The home directory resides in the boot drive (SSD). You can free up more disk space by relocating these to another drive. For example, click Photos and select Create New…and navigate to the new drive. Click on Select, launch Photo Preferences and choose Use as System Photo Library.
Tip: Superior Optimization Utilities - PowerMyMac
Rather than translocate your operating system and data, install iMyMac PowerMyMac to automate cleaning and optimization. Stop your computer from getting stalled by useless files or memory-hogging applications with this all-in-one toolkit.
Keeping your Mac in mint condition over the long haul could leave you scrambling as junk and digital debris finds their place on your system.
PowerMyMac comes with a variety of tools to fix bugs and keep your computer as sound as a barrel. Find covert debris, large or obsolete files, vestiges of uninstalled apps, and spot heavy memory guzzlers. It’s the best-in-category tool to free up space on your Mac and tune it at full throttle.

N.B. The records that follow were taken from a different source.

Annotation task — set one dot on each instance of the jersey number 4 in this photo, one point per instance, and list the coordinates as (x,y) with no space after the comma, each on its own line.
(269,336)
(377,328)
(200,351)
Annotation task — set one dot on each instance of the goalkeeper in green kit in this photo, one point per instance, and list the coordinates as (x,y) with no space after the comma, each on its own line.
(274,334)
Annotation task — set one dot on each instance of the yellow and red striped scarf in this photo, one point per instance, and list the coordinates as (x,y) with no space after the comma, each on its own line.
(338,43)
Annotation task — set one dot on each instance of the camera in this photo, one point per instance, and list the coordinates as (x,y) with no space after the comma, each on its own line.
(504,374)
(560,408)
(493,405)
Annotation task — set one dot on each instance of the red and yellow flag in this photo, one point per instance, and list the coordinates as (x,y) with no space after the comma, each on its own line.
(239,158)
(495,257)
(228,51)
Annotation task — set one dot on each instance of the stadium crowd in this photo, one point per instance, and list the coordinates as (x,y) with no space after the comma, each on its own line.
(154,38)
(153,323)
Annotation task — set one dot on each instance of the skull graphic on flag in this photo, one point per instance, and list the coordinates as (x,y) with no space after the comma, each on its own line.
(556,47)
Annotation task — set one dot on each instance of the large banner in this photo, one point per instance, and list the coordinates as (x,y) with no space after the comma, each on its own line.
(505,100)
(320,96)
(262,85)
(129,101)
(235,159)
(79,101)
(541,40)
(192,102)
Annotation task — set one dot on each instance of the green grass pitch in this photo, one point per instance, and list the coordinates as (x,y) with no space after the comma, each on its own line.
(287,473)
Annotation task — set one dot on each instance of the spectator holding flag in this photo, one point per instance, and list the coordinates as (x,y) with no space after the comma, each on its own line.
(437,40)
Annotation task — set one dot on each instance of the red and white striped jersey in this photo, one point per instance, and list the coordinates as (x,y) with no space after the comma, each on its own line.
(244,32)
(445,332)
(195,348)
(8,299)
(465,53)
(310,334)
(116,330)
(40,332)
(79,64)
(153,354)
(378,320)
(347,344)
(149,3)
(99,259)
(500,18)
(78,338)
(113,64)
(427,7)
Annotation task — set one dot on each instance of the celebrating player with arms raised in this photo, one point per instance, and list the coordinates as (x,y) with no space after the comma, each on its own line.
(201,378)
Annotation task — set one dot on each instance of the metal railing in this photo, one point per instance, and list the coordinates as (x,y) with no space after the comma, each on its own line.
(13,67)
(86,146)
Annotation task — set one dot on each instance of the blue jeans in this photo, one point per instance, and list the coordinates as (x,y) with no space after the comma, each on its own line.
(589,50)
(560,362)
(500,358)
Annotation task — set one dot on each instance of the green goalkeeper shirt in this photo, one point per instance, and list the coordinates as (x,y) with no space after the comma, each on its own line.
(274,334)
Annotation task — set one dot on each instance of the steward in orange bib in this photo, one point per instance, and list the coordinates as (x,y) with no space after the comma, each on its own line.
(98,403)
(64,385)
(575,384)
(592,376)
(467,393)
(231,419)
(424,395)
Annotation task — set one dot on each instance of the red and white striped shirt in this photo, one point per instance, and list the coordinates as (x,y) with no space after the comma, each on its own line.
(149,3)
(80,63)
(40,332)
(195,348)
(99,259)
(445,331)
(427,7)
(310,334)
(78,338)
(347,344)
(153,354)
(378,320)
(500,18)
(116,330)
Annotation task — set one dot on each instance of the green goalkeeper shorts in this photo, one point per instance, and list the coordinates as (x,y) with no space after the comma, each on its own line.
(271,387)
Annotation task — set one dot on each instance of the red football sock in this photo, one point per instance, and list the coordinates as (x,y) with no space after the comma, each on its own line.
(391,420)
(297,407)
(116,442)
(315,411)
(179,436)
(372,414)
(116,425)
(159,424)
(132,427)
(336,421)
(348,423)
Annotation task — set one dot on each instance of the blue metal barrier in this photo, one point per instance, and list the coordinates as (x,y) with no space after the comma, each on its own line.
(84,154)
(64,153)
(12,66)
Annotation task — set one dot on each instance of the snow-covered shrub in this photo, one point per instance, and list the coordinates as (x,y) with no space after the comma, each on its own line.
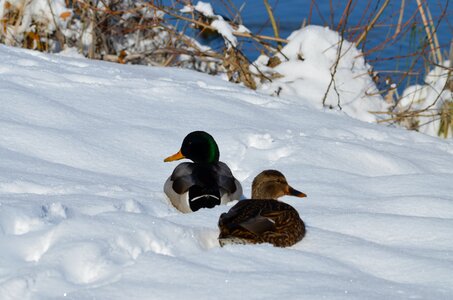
(428,108)
(312,68)
(33,24)
(115,30)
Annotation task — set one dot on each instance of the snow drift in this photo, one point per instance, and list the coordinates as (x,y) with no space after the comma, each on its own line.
(83,215)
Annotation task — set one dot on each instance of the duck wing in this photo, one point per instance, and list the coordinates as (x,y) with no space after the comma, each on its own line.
(260,221)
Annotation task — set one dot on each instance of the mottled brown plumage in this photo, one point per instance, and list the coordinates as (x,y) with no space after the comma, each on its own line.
(263,219)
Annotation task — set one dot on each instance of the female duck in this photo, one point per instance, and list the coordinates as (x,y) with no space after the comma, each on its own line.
(264,219)
(206,182)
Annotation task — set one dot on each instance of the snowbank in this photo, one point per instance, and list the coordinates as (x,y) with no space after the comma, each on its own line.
(308,61)
(83,215)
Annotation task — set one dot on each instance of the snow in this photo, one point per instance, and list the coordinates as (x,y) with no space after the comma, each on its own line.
(308,61)
(428,98)
(83,214)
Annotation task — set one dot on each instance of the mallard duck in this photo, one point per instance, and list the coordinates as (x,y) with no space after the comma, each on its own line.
(263,219)
(203,183)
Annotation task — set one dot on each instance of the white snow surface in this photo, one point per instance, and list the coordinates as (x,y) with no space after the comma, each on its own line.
(310,60)
(83,215)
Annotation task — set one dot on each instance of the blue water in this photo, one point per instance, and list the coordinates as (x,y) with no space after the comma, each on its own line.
(290,14)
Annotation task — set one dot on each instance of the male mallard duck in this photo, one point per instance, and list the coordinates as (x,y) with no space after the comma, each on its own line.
(206,182)
(263,219)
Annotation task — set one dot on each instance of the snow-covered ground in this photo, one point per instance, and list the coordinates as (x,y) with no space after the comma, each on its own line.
(83,215)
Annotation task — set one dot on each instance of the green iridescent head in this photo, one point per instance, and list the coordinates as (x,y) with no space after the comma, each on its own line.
(198,146)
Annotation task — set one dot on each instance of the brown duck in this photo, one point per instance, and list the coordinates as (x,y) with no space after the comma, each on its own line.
(263,219)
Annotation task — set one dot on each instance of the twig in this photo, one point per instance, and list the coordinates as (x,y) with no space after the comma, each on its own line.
(274,24)
(427,28)
(400,19)
(371,24)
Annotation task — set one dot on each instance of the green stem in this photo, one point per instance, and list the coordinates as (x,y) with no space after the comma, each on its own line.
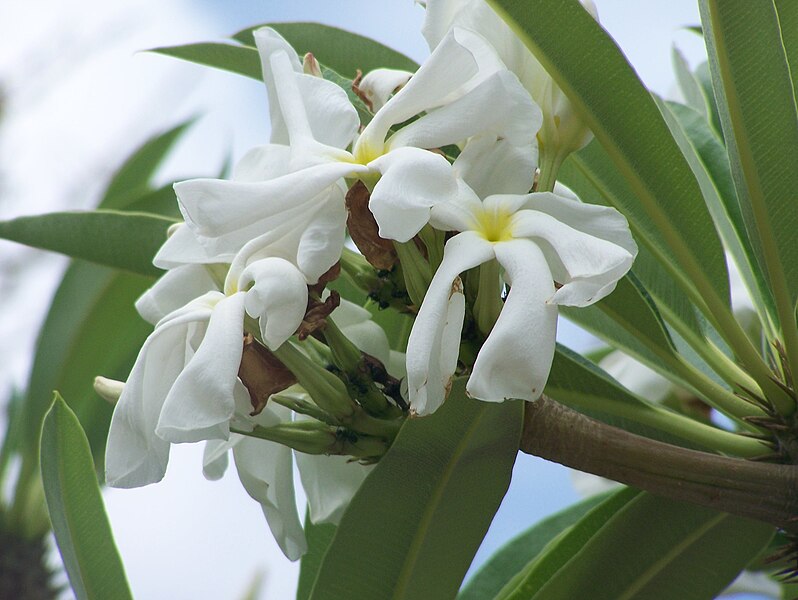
(327,391)
(756,490)
(415,269)
(720,363)
(488,304)
(549,166)
(689,275)
(667,421)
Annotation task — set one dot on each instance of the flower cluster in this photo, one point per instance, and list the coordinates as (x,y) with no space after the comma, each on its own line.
(446,163)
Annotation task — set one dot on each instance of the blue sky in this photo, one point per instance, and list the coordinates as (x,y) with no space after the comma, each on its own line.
(186,537)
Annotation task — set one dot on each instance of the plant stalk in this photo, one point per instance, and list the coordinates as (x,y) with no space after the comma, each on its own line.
(756,490)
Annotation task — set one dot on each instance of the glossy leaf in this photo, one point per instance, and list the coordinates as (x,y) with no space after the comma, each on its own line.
(319,538)
(595,179)
(656,548)
(341,50)
(131,180)
(515,554)
(414,526)
(561,550)
(629,320)
(76,509)
(576,382)
(710,163)
(665,205)
(122,240)
(691,89)
(752,78)
(92,328)
(244,60)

It offers a comprehensive package with extra tools for uninstalling apps exquisitely, boosting disk performance, and erasing broken links, files, or other morsels that survive a banished app.
Part 4. Final Thoughts
Hopefully this gets the job done freeing up SSD boot drives cramped like sardines. You can use an external hard drive to store data to mothball your Home directory on another drive instead of the startup one.
Gone is the days when you’d copy the Home folder to a new drive and then signal it with symbolic links, it’s now easy as A, B, C. Remember to retain one user folder in your boot drive as your ace in the hole.
Did this article answer your question about keeping Mac OS and data on separate drives, and will you try it out? Need help with the process? Leave your comments below.
Nigel2023-07-06 11:40:13
Excellent explanation if I can understand it at 74 years then anyone can. Have been wracking my brains how to do this kept coming across conflicts in reference words like migration, export, import etc etc. Have been struggling with advice written for the most up to date computers but am using an old 2010 Mac Pro (love it) updated over the years but now needing new motherboard I think. Suddenly thought of a different search term and there was the answer many many thanks Regards Nigel Mee
Esteban2023-05-25 11:38:47
Well ned, I cannot understand this not working for you. Especially with such clear and non-self-involved instructions. What don't you understand about "Don’t leap at the Users folder"? I could go on, but "don't-invest-in-BS" alarms going off.
ned2020-10-30 05:07:07
didn't seem to work for me. perhaps the instructions are OS X version dependent. I'm running El Capitan 10.11.6 on a Mac Mini (mid 2010). I'm open to suggestions.